Todd C. Mowry
Computer Systems Laboratory
Stanford University, CA 94305
Software-controlled prefetching is a technique for tolerating memory latency by explicitly executing prefetch instructions to move data close to the processor before it is actually needed. This technique is attractive because it can hide both read and write latency within a single thread of execution while requiring relatively little hardware support. Software-controlled prefetching, however, presents two major challenges. First, some sophistication is required on the part of either the programmer, runtime system, or (preferably) the compiler to insert prefetches into the code. Second, care must be taken that the overheads of prefetching, which include additional instructions and increased memory queueing delays, do not outweigh the benefits.
This dissertation proposes and evaluates a new compiler algorithm for inserting prefetches into code. The proposed algorithm attempts to minimize overheads by only issuing prefetches for references that are predicted to suffer cache misses.
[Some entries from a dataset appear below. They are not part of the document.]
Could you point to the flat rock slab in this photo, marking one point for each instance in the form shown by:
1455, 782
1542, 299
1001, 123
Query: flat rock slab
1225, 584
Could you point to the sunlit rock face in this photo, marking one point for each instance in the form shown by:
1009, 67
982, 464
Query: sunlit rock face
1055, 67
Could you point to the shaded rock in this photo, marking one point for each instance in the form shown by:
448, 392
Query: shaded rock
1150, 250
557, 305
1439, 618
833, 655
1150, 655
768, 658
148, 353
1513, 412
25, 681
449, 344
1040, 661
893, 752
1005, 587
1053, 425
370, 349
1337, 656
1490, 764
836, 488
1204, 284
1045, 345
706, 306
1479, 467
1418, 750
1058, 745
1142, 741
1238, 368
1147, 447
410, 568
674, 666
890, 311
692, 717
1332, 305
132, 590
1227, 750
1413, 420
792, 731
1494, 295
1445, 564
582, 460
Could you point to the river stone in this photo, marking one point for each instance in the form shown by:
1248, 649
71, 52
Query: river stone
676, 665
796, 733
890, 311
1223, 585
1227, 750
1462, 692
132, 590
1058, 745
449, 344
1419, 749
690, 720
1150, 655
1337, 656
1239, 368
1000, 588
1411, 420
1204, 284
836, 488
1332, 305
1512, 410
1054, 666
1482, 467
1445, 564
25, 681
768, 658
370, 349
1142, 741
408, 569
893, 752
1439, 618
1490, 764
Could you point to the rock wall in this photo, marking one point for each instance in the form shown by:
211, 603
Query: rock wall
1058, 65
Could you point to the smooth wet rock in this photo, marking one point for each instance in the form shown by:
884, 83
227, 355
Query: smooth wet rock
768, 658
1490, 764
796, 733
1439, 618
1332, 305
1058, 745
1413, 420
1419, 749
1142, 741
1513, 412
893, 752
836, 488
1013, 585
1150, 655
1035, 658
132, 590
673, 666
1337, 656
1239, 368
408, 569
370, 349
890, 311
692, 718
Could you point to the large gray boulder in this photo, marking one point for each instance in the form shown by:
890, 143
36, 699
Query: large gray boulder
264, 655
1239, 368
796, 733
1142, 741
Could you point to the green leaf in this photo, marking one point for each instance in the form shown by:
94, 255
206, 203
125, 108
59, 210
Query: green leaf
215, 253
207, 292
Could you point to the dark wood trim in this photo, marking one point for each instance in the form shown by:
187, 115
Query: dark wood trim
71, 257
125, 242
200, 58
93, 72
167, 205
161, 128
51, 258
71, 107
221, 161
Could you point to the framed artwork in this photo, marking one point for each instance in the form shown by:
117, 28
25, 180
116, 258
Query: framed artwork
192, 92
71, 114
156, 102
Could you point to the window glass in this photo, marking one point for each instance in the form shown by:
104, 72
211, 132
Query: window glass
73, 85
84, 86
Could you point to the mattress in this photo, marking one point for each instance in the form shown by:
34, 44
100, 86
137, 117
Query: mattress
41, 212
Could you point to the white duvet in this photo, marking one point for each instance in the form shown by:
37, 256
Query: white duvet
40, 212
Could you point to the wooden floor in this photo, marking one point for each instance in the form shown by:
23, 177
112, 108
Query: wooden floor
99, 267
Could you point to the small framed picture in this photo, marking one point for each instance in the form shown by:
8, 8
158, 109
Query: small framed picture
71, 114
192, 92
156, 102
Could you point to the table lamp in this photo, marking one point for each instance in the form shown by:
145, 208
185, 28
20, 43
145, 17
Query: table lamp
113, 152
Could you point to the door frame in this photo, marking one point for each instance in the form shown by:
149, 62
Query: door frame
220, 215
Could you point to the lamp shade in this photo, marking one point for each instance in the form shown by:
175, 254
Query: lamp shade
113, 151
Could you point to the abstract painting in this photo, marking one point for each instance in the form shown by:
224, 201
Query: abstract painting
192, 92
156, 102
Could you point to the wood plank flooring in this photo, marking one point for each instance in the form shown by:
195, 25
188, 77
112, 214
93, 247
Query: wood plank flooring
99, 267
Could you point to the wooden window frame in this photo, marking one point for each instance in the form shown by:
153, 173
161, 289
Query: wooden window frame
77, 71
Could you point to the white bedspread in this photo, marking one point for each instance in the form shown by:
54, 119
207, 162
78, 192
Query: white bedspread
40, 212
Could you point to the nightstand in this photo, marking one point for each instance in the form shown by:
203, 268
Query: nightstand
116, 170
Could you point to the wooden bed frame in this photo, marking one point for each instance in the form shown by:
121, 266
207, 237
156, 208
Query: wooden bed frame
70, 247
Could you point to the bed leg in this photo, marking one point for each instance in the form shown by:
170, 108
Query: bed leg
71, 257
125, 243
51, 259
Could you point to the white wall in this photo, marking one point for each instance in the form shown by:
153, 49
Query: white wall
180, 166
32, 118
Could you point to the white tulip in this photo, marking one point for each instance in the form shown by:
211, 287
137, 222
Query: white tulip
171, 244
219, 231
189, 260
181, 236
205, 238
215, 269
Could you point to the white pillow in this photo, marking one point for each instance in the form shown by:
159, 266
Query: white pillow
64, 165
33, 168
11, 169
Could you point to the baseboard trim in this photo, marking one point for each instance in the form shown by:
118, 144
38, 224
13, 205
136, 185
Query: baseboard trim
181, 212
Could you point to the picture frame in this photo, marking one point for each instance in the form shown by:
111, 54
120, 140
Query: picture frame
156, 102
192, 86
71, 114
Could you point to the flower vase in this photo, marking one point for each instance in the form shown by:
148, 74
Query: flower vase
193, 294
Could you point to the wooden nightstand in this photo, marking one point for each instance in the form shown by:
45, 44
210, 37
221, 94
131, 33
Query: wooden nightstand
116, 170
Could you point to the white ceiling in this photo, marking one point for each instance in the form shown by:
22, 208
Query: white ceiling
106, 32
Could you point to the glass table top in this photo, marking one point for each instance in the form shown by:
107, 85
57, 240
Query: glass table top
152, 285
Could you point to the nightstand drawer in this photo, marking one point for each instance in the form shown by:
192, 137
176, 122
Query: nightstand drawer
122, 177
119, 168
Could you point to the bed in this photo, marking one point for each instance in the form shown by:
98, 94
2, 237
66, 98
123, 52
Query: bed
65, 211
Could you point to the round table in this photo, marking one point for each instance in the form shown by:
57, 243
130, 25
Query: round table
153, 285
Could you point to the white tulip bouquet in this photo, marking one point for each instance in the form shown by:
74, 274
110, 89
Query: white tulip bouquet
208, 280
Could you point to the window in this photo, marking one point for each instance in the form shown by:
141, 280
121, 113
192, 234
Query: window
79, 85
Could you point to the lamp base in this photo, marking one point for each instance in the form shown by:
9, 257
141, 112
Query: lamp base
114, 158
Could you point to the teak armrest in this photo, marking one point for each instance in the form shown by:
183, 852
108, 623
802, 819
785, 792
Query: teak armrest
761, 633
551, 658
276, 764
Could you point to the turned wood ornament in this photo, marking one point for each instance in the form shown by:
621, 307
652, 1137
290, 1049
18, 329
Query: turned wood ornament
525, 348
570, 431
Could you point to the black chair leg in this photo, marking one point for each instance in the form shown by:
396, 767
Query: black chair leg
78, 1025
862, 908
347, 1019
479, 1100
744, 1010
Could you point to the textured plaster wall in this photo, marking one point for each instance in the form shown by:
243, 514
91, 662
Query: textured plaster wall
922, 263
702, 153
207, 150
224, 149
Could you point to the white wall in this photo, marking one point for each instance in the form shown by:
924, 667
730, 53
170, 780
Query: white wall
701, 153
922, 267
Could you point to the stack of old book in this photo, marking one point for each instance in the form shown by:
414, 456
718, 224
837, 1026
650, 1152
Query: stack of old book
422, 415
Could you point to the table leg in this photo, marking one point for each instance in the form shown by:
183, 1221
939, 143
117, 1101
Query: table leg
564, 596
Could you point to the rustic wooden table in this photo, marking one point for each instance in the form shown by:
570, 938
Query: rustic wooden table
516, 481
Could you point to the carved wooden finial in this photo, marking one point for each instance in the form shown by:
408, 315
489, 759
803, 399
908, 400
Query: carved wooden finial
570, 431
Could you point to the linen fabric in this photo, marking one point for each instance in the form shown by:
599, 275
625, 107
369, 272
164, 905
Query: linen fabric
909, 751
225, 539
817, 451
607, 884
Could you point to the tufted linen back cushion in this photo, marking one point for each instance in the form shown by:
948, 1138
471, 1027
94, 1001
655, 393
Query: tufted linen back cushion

The algorithm can prefetch both dense-matrix and sparse-matrix codes, thus covering a large fraction of scientific applications. It also works for both uniprocessor and large-scale shared-memory multiprocessor architectures. We have implemented our algorithm in the SUIF (Stanford University Intermediate Form) optimizing compiler. The results of our detailed architectural simulations demonstrate that the speed of some applications can be improved by as much as a factor of two, both on uniprocessor and multiprocessor systems. This dissertation also compares software-controlled prefetching with other latency-hiding techniques (e.g., locality optimizations, relaxed consistency models, and multithreading), and investigates the architectural support necessary to make prefetching effective.